Mientras colocan los cuadros por dentro experimentan con su luz, dialogan con su color interno, se hablan para sí mismos en la forma y parpadean la evocación de otras formas. De la imagen mental a la colocación del marco no hay más que un martillazo.

“La muestra surge del afecto y de la creencia de que en este mundo construido uniformemente, con sueños de progreso y eficiencia económica y política, lo poético, en efecto, puede agrietar el concreto y abrir el mundo a un sin fin de realidades.

“Todos los pintores que exponen se conocieron en el Fonca. Unos tutores, otros becarios. Pero todos convencidos de que en oposición al no hay mas ruta que la nuestra que se vive en la actualidad, se encuentra una ternura radical que recorre todas las posibilidades y hace del temblor un baile y del suspiro un mantra para disentir con el máximo respeto…transitar en espacios que no entiendes”, así se lee en la invitación impresa de la muestra.

Tras su arribo a la Verde Antequera se reunieron con algunos camaradas y degustaron los obligados mezcales. Al otro día quedaron de verse en el Espacio Lalitho y empezó el montaje de la obra.

Anaís pintó una gran mano con uñas fosforescentes. La garra estuvo lista en 15 minutos, misma que realizó con unos aerosoles de sus compañeros porque fallaron las válvulas de los suyos. Las pinturas quedaron en su sitio y los becarios y tutores enfilaron a degustar las ineludibles tlayudas.

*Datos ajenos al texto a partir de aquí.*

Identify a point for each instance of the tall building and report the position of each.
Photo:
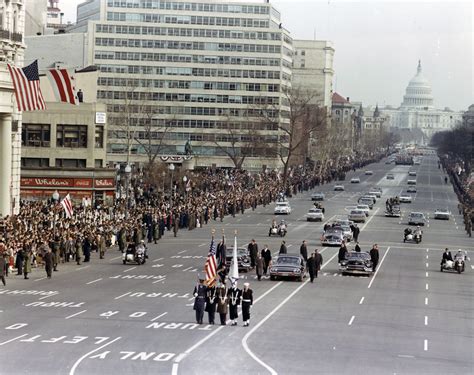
(12, 20)
(206, 72)
(417, 111)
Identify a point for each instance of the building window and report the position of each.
(71, 163)
(36, 135)
(71, 136)
(99, 137)
(35, 162)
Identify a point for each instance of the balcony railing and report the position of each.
(6, 34)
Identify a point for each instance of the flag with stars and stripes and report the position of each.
(26, 84)
(211, 265)
(63, 83)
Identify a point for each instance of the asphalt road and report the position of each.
(409, 318)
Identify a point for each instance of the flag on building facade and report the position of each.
(26, 84)
(63, 83)
(211, 265)
(67, 205)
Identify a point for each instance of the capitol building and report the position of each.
(417, 113)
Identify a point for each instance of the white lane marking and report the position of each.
(203, 340)
(73, 315)
(158, 317)
(269, 315)
(16, 338)
(49, 295)
(73, 369)
(370, 219)
(123, 295)
(378, 267)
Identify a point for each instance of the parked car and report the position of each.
(405, 198)
(315, 214)
(288, 266)
(356, 263)
(243, 258)
(442, 214)
(357, 216)
(282, 208)
(416, 218)
(318, 196)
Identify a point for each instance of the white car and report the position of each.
(363, 207)
(357, 216)
(405, 198)
(315, 214)
(442, 214)
(282, 208)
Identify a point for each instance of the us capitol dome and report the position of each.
(418, 92)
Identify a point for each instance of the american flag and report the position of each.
(26, 85)
(211, 265)
(67, 205)
(63, 84)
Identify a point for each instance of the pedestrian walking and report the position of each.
(211, 301)
(222, 303)
(199, 299)
(374, 257)
(267, 259)
(247, 301)
(304, 251)
(233, 297)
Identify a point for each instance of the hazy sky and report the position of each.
(378, 44)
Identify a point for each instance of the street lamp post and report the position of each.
(171, 168)
(128, 172)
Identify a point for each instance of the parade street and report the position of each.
(408, 318)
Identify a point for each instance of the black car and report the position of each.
(243, 258)
(288, 266)
(356, 263)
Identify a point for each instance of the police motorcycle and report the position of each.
(135, 254)
(412, 236)
(457, 264)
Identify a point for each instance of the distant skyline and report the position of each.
(378, 45)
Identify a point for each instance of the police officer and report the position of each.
(247, 301)
(199, 299)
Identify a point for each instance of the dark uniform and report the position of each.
(247, 301)
(211, 301)
(199, 301)
(233, 296)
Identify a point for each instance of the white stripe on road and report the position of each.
(246, 337)
(93, 281)
(73, 315)
(73, 369)
(378, 267)
(16, 338)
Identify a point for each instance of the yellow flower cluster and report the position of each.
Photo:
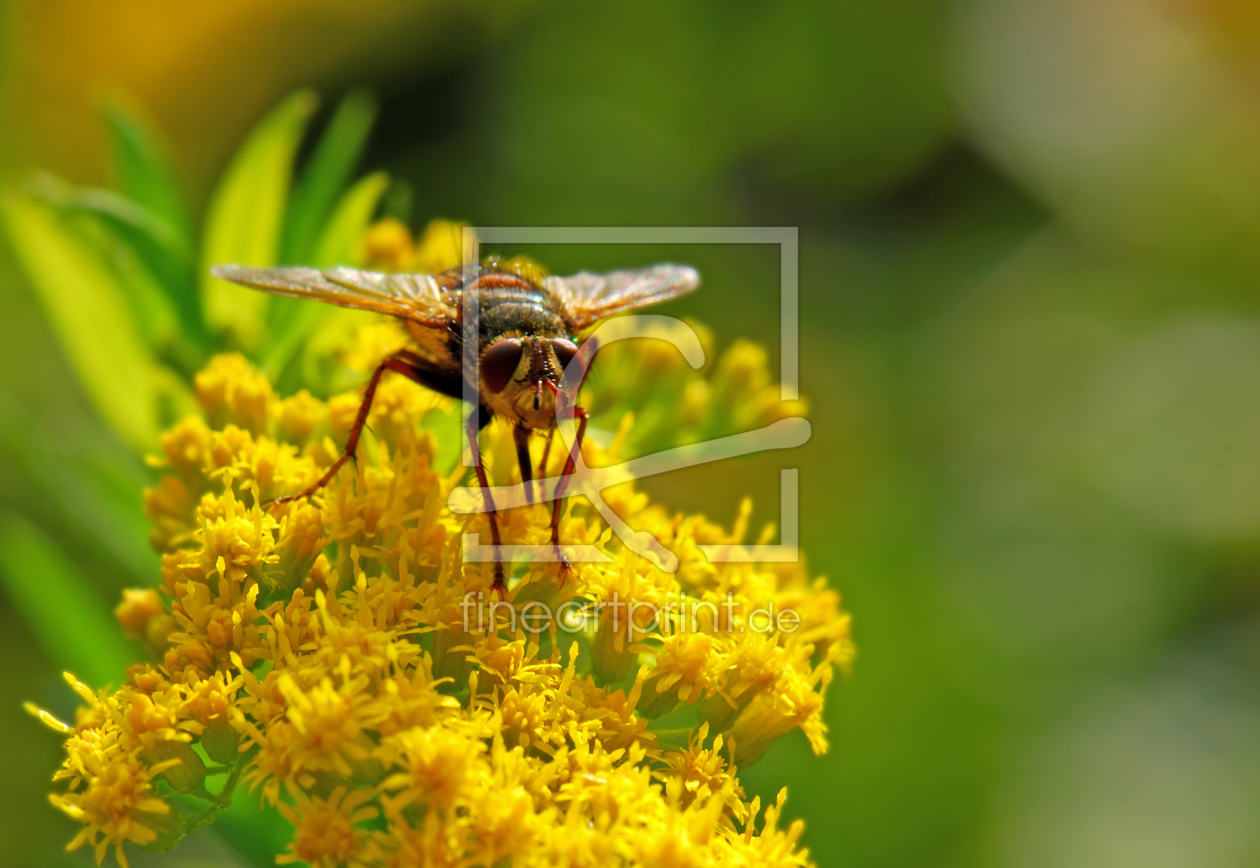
(340, 659)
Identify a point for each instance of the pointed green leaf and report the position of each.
(143, 166)
(325, 175)
(246, 214)
(67, 615)
(93, 484)
(338, 246)
(342, 239)
(151, 260)
(88, 311)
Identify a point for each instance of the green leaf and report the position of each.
(93, 484)
(69, 620)
(246, 214)
(342, 238)
(143, 166)
(325, 175)
(90, 314)
(168, 290)
(338, 245)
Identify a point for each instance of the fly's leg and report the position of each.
(566, 567)
(521, 435)
(542, 465)
(499, 586)
(402, 363)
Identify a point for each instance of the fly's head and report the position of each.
(522, 377)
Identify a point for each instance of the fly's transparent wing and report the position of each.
(586, 299)
(415, 297)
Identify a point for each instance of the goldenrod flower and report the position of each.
(340, 658)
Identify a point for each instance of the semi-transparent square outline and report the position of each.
(786, 238)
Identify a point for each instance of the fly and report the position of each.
(528, 330)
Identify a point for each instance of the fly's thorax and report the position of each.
(521, 376)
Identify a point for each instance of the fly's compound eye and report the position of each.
(565, 352)
(499, 363)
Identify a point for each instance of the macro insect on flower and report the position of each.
(526, 334)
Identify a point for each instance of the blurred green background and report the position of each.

La inauguración se realizó por la tarde. La madre de uno de los propietarios de la galería obsequió chapulines, la proteína que nunca debe faltar en toda exposición, y un generoso vecino mezcalero se puso con las bebidas espirituosas. El público acudió a la cita y también se apersonaron locatarios de la zona que fingían admirar las obras pero, en realidad, lo suyo era la degustación.

Un joven del Istmo les propuso exponer sus trabajos en una galería de la región istmeña, ya que hace unos meses llevó por ahí los trabajos de Hampshire. El ofrecimiento fue aceptado con gusto y en septiembre las obras de los becarios y sus tutores serán expuestos en la tierra de Toledo.

Posteriormente, enfilaron a la galería Yope, en la cual hubo otra exposición y después convivieron con amigos en la casa de Guichi, la ceramista, y el Ches multifacético, quien convidó a sus colegas una obra inconclusa para que pintaran.

Queda el murmullo de lo recién vivido, alguien hunde su mirada inocente en la pintura, en la ternura de la abstracción se amalgaman ya los personajes y las formas por venir y en un suspiro nos alistamos para emprender el viaje de regreso.

El sábado salieron hacia la Ciudad de México Manolo, Gonzalo, Raúl, Elena y Anaís. Una lluvia constante les acompañó perruna en el asfalto. De vuelta a lo cotidiano que danza desencantos y se libera en el autorretrato suspicaz.